Gerçek gereksiniminizi belirleyin
Gerçekten neye gereksiniminiz var? Kendinize bu soruyu sorun. Bazen rahatsızlık verici hislerimizle başa çıkmak için, muhtaçlık olmadığı halde alışveriş yapmak, aç değilken yemek yemek üzere, rahatsızlık veren duyguyu bastıracak aksiyonlar yaparız. Yalnızlık hissettiğimizde, içimizdeki o boşluğu öbür şeylerle doldurmak yerine o duyguyu hissetmek, kendimizi anlamamıza ve nitekim neye muhtaçlığımız olduğunu keşfetmeye yarayacaktır. Bu gereksinimlerin tek bir kolay formülü olmadığı üzere, kendi gereksinimlerimiz vakte ve duruma nazaran değişiklik gösterebilir. Bir ebeveyn nasıl ki çocuğunun muhtaçlıklarını karşılamak için çocuğunu takip eder (Aç mı, susadı mı? Uykusu mu geldi?), biz de kendimizi takip etmeliyiz. Bazen sevdiğimiz birisinin kaybı bizde hüzün ve yalnızlık hislerini yaratabilir. Bu durumda kaybımızla ilgili hissettiklerimizi tabir edebileceğimiz bir alan yaratmak muhtaçlığımızı karşılayacaktır.

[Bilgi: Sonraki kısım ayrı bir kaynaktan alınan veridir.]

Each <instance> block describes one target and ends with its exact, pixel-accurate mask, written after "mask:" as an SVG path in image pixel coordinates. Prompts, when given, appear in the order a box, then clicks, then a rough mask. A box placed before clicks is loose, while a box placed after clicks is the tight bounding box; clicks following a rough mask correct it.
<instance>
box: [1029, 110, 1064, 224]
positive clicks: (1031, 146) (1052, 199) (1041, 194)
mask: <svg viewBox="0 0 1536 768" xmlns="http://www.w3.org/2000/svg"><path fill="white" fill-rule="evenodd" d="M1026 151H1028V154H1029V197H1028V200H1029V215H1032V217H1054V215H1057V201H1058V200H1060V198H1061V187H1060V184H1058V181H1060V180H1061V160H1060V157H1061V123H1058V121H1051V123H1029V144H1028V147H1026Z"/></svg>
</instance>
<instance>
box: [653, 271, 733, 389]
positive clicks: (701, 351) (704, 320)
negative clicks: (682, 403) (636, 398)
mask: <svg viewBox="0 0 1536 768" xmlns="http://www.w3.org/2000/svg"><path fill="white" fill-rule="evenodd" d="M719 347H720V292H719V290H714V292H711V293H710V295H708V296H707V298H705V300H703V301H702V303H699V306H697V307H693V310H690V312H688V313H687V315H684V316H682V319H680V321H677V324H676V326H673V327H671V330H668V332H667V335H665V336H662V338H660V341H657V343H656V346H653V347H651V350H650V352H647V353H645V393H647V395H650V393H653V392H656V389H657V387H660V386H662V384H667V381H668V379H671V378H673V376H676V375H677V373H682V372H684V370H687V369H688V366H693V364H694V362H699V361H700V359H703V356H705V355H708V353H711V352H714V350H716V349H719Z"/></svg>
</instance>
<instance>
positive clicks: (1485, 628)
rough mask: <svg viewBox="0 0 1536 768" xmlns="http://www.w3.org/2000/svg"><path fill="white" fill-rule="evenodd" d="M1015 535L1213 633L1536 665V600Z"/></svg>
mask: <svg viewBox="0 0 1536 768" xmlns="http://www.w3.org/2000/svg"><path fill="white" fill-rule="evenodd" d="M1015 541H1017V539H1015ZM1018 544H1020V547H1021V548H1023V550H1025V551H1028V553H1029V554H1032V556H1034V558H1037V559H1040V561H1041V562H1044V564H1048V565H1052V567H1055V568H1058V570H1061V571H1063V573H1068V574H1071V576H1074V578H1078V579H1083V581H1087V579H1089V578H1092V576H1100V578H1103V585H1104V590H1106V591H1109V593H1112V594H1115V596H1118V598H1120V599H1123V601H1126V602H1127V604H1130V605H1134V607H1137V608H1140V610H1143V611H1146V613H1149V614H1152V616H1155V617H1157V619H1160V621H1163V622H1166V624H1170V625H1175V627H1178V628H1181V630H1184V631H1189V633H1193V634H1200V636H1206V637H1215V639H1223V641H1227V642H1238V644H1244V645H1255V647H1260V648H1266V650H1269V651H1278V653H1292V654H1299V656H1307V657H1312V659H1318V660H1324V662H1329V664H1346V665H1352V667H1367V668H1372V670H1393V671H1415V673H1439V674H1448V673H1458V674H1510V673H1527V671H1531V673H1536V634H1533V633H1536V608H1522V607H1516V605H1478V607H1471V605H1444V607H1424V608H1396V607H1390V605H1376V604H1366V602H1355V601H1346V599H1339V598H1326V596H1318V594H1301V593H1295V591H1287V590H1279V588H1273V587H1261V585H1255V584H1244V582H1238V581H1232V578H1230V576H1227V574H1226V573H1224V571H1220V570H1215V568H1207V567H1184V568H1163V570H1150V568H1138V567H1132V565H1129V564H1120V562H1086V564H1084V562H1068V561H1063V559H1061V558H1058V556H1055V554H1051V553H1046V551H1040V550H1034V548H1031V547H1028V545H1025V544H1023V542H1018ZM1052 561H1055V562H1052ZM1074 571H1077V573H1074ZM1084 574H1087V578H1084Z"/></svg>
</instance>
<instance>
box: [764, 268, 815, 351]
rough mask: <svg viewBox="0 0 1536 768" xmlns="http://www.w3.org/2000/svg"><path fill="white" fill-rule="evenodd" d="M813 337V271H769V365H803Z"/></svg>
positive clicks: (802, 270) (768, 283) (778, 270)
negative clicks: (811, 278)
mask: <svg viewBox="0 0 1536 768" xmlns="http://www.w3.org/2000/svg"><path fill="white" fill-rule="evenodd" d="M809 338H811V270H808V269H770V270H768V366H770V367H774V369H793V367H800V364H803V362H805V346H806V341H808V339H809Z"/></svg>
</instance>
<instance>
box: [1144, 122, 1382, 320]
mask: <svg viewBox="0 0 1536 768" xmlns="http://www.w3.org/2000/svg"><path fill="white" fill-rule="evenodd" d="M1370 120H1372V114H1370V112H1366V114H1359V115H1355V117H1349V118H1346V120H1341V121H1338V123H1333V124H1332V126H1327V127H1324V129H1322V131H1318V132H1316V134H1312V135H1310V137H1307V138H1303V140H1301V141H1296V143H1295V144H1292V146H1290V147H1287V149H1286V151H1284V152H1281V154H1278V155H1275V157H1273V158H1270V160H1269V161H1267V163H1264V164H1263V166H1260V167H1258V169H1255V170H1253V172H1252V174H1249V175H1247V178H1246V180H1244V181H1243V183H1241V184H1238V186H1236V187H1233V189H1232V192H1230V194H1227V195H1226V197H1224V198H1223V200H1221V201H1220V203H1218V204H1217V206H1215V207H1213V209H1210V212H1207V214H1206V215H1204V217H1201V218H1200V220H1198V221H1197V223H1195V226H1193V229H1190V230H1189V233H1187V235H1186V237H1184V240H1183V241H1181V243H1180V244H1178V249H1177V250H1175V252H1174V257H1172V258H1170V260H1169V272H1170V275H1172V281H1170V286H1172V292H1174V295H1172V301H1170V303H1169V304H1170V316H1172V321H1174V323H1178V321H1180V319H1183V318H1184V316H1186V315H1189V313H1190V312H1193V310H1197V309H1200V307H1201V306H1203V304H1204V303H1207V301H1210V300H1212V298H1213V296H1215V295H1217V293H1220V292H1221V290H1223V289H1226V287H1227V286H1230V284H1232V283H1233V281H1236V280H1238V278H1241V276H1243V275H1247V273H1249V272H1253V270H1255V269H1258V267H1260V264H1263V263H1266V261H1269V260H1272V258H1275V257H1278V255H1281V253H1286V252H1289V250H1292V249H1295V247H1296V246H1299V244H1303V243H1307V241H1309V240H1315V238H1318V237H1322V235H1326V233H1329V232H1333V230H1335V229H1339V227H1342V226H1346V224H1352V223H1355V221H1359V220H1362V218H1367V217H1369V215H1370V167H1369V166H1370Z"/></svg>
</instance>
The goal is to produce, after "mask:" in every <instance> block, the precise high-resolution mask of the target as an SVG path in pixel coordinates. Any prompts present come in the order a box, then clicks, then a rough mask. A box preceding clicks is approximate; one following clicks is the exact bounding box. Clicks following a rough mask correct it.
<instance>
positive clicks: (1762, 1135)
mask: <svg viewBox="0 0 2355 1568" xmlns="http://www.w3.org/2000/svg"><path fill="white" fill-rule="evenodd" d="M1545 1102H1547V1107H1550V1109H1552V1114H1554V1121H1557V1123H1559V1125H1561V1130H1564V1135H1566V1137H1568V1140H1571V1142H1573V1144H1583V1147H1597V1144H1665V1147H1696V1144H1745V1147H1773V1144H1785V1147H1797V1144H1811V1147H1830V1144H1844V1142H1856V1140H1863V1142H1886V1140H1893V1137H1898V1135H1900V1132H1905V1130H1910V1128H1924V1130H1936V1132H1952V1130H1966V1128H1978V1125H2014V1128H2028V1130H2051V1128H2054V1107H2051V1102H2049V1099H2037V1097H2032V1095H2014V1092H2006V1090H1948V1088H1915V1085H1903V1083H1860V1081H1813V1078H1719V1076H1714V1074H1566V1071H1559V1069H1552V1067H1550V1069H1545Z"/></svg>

Ortak noktalara sahip beşerlerle temasa geçin
Psikiyatri Uzmanı Dr. Büşra Sübay “Kendimizi vakit zaman hiç bir yere ilişkin değilmiş üzere hissedebiliriz. Güya kimse bizim sürecimizi, , bağlantı kurabilecek insanları bulmak imkansız değil. Bu adım, aidiyet hissinin artmasına yardımcı olacaktır. Ortak ilgi alanlarına sahip olma potansiyeli olan etkinliklere, kulüp yahut toplantılara katılabilirsiniz” diyor.
Rutinler oluşturun
Ortak noktanızın olduğu bireylerle yapılan rutin toplantı/etkinliklere katılın. Sevdiğiniz, size âlâ geldiğini bildiğiniz şeyleri tertipli olarak yapmaya çalışın. Birlikte oluşturulan rutinler aidiyet hissini artıracağından, yalnızlığın getirdiği rahatsızlığı azaltacaktır.
Doğada gezintiye çıkın
Psikiyatri Uzmanı Dr. Büşra Sübay “Doğayla olan münasebetin, aslında kendimize ulaşmamıza yardımcı olduğunu biliyoruz. Doğadayken kent hayatının koşuşturmacasında bizi yalnızlığa iten o tempodan uzak kalmak, kendimizle olan yakınlığımızı artıracak ve kendi gereksinimlerimizi fark etmemiz kolaylaşacaktır” diyor.